Post Hoc Analysis Consideration
Although our data did not show significant results, post hoc tests like Dunn’s test can be used for exploratory purposes. Here is an example of me running Dunn’s post hoc test.



Conclusion

We can now report our results:

“The Friedman’s test was chosen to examine if there were any statistically significant results between different treatment conditions on M. plastico decomposition rate of 500mL plastic bottles. The test results yielded no significant differences, x^2(2, N=30) = 0.800, p = 0.670.”

Finished (for now). Feel free to explore more statistical analyses!

Reference & More Reading

Pereira, D. & Afonso, Anabela & Medeiros, Fátima. (2015). Overview of Friedman’s Test and Post-hoc Analysis. Communications in Statistics - Simulation and Computation. 44. 2636-2653. 10.1080/03610918.2014.931971.

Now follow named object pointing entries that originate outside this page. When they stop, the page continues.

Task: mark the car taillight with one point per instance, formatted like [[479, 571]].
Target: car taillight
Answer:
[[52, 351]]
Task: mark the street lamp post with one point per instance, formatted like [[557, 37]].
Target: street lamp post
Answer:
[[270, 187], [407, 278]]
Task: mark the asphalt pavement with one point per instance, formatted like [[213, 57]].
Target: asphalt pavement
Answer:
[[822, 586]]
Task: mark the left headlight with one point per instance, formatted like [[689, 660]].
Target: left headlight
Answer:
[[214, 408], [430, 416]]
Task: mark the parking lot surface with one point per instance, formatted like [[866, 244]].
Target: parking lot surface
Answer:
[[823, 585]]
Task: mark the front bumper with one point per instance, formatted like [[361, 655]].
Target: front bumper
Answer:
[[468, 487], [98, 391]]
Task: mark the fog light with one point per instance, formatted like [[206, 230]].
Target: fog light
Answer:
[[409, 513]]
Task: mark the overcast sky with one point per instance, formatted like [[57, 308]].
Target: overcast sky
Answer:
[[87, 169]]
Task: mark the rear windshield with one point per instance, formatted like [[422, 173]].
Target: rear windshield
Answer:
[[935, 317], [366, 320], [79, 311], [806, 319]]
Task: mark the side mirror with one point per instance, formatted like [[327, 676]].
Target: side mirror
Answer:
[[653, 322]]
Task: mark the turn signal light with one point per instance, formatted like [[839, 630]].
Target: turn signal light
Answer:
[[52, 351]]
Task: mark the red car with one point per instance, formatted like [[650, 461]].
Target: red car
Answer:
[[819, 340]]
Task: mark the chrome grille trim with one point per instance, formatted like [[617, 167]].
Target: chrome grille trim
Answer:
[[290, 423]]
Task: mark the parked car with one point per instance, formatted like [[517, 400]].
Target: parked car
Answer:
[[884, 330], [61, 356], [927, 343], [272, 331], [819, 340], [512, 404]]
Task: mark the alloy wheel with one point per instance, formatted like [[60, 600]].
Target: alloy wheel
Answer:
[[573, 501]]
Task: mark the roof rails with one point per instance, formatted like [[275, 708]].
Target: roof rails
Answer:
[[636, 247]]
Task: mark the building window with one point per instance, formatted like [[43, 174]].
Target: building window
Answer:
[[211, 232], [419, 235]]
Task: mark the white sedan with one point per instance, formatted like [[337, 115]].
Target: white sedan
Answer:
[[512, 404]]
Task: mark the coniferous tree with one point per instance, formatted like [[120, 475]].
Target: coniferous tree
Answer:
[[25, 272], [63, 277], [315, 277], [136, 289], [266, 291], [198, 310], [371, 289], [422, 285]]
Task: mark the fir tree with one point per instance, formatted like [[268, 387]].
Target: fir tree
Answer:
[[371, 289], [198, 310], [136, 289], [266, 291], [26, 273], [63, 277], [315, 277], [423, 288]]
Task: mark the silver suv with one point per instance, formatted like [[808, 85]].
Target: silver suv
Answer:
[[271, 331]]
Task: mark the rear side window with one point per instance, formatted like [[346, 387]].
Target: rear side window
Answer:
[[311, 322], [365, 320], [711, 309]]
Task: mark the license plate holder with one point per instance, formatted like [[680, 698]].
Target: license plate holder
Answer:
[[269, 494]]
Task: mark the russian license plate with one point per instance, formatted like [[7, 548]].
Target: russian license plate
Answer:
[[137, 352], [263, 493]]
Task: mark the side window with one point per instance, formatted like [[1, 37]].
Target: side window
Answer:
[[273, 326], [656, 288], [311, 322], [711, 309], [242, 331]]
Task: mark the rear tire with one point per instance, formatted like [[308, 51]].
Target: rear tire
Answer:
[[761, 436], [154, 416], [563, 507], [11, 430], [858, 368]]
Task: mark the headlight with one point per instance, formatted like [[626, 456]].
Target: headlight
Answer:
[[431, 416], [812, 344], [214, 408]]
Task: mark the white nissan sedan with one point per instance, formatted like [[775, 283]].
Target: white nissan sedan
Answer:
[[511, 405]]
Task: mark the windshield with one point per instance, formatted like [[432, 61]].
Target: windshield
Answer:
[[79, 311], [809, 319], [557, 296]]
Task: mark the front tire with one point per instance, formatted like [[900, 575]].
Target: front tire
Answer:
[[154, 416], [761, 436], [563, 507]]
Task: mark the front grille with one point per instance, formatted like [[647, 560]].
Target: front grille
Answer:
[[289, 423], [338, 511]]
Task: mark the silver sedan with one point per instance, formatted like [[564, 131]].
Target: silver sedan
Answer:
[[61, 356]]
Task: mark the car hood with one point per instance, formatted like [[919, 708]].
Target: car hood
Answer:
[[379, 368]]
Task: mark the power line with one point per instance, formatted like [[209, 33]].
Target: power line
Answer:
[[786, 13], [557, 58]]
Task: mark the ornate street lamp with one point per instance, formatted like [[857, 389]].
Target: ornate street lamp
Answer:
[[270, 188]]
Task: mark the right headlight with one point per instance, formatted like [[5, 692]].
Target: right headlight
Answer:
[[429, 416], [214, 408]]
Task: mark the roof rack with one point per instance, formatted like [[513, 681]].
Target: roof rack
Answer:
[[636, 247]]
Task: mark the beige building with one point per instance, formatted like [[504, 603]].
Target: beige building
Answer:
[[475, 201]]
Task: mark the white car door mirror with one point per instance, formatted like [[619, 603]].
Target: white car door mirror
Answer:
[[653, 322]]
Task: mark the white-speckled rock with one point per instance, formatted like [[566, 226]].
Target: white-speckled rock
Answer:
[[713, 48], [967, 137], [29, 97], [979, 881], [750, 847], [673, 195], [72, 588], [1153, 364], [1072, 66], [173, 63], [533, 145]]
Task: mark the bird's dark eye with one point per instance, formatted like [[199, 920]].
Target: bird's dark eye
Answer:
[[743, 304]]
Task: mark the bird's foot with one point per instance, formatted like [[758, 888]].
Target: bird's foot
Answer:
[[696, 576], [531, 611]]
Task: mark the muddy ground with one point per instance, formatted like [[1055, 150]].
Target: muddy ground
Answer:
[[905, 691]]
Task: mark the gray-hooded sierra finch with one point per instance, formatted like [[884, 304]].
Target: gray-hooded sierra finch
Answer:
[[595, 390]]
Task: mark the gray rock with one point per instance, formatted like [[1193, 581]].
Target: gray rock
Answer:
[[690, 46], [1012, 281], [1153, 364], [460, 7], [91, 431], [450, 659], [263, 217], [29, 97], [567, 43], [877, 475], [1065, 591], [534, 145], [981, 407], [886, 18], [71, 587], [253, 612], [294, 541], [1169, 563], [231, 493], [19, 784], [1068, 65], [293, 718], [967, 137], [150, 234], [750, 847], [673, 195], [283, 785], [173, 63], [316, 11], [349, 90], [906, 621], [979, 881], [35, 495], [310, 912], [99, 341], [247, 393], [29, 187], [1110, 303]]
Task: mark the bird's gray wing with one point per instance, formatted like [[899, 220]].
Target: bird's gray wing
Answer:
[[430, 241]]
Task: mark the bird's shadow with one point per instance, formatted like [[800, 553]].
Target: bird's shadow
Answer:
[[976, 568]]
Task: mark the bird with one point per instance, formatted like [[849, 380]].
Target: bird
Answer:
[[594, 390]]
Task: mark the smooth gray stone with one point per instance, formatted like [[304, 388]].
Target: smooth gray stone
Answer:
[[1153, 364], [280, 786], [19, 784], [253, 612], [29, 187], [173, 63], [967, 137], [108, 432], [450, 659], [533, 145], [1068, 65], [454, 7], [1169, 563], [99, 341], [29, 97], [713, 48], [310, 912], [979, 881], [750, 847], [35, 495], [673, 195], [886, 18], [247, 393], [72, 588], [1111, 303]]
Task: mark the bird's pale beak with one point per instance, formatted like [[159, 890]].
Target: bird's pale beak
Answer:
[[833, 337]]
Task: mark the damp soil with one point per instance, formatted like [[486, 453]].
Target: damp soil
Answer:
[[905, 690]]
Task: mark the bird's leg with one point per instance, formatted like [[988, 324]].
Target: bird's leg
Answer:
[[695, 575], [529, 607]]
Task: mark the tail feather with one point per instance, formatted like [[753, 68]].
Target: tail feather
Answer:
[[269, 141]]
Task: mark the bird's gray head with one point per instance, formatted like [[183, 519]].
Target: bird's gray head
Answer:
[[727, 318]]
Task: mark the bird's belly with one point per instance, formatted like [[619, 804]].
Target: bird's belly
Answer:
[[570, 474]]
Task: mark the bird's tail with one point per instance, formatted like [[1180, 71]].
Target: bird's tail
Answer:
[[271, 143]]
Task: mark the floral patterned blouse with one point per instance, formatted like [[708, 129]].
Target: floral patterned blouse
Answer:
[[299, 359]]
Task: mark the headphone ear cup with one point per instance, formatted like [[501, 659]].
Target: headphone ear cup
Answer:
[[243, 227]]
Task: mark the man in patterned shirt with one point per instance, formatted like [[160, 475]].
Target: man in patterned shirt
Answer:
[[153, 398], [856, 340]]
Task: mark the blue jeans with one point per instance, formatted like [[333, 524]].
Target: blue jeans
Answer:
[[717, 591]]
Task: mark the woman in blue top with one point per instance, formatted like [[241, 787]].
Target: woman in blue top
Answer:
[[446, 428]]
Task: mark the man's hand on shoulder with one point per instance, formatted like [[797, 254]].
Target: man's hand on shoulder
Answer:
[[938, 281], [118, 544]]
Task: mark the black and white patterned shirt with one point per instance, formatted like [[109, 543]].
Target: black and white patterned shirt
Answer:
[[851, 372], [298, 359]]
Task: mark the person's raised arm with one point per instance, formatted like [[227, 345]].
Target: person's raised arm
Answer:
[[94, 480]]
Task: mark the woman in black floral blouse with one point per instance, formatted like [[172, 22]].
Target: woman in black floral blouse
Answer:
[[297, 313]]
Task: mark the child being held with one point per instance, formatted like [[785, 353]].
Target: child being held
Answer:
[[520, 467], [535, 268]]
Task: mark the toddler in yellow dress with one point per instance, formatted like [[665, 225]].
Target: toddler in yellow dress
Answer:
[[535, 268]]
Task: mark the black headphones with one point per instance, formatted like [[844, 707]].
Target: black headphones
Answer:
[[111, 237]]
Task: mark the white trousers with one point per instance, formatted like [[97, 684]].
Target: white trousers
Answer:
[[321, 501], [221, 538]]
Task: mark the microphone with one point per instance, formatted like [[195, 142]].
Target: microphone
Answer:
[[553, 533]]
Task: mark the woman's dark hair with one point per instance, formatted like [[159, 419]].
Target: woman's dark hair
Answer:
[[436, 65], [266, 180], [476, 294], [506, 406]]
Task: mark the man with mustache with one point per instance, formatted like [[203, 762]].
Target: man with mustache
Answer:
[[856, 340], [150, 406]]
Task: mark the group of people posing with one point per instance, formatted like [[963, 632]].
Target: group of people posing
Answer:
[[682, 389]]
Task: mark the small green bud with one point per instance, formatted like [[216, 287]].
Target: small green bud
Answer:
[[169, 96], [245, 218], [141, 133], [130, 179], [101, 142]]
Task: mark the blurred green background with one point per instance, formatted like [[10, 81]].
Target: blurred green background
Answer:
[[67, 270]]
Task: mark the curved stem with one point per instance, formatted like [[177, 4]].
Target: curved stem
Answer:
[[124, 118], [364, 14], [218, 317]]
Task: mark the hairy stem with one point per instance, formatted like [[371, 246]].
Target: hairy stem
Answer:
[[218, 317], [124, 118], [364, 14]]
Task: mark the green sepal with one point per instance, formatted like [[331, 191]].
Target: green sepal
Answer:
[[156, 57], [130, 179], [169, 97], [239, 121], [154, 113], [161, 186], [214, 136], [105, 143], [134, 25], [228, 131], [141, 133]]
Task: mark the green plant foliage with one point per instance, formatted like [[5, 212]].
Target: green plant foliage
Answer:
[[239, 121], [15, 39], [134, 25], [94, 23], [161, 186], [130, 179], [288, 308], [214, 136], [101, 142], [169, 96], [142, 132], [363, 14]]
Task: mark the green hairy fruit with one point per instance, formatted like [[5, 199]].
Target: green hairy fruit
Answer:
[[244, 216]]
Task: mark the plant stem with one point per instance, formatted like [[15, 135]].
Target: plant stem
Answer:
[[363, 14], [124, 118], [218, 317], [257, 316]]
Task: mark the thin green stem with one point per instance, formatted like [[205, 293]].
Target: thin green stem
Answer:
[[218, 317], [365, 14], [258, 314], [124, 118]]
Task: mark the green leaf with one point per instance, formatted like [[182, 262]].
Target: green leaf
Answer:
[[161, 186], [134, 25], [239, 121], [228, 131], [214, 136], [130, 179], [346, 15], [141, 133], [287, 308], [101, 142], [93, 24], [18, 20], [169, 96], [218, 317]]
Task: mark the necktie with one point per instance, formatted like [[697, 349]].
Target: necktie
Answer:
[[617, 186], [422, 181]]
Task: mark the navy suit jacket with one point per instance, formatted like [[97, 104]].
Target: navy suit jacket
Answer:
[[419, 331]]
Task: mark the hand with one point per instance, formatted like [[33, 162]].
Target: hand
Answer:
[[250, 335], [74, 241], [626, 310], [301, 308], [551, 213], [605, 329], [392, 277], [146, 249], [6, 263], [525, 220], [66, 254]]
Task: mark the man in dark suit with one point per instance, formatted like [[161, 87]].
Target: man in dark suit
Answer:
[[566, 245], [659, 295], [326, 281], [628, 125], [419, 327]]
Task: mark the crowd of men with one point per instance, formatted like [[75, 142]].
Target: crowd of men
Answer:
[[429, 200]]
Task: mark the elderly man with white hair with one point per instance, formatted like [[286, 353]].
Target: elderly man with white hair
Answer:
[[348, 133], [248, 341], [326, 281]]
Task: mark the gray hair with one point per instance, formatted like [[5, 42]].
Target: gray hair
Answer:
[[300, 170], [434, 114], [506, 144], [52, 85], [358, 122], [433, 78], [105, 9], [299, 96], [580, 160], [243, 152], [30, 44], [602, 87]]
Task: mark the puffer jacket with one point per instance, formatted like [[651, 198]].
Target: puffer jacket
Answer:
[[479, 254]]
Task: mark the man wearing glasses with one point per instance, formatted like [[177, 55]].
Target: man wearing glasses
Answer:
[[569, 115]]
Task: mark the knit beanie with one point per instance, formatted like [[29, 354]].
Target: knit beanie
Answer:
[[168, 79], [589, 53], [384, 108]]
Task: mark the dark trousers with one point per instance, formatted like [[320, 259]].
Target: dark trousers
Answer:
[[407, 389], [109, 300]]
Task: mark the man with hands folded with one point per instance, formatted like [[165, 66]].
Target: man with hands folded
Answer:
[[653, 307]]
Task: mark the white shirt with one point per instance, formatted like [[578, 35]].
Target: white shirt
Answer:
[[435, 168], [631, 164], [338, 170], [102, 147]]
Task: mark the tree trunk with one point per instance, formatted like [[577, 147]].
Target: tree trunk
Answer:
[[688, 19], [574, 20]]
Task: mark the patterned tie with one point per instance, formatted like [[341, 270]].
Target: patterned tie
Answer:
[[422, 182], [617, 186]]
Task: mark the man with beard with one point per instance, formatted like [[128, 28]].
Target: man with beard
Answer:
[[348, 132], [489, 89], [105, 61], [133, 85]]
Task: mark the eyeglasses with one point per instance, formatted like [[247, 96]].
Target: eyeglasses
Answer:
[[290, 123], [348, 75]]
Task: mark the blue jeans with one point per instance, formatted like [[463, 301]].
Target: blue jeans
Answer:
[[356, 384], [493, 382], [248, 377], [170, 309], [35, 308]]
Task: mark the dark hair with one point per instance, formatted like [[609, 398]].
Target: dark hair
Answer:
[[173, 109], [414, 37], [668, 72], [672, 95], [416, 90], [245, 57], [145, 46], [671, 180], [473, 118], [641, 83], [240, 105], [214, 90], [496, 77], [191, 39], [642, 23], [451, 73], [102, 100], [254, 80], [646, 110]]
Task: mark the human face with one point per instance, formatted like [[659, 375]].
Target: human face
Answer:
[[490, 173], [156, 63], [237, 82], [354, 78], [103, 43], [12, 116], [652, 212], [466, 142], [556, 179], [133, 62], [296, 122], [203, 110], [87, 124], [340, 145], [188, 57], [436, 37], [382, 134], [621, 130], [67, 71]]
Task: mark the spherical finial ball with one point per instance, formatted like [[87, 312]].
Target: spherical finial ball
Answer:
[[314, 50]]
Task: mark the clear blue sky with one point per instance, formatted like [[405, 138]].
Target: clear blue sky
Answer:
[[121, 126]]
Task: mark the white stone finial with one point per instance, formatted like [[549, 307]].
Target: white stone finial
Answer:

Keywords: AI Statistics, GPT, Non-parametric, Friedman’s Test, Descriptive Statistics, Outliers, Data preprocessing, Data visualization, post hoc analysis

1 Like

TLDR
The bacteria could potentially create algal blooms. “We need to address the problem at the source”. numbers x^2(2, N=30) = 0.800, p = 0.670".

Thanks for the guide! I believe there’s a misunderstanding about the TLDR. This post isn’t about algal blooms; it’s about a synthetic study that examines how temperature and pollution could affect the rate of decay of plastic bottles by a fake species of bacteria.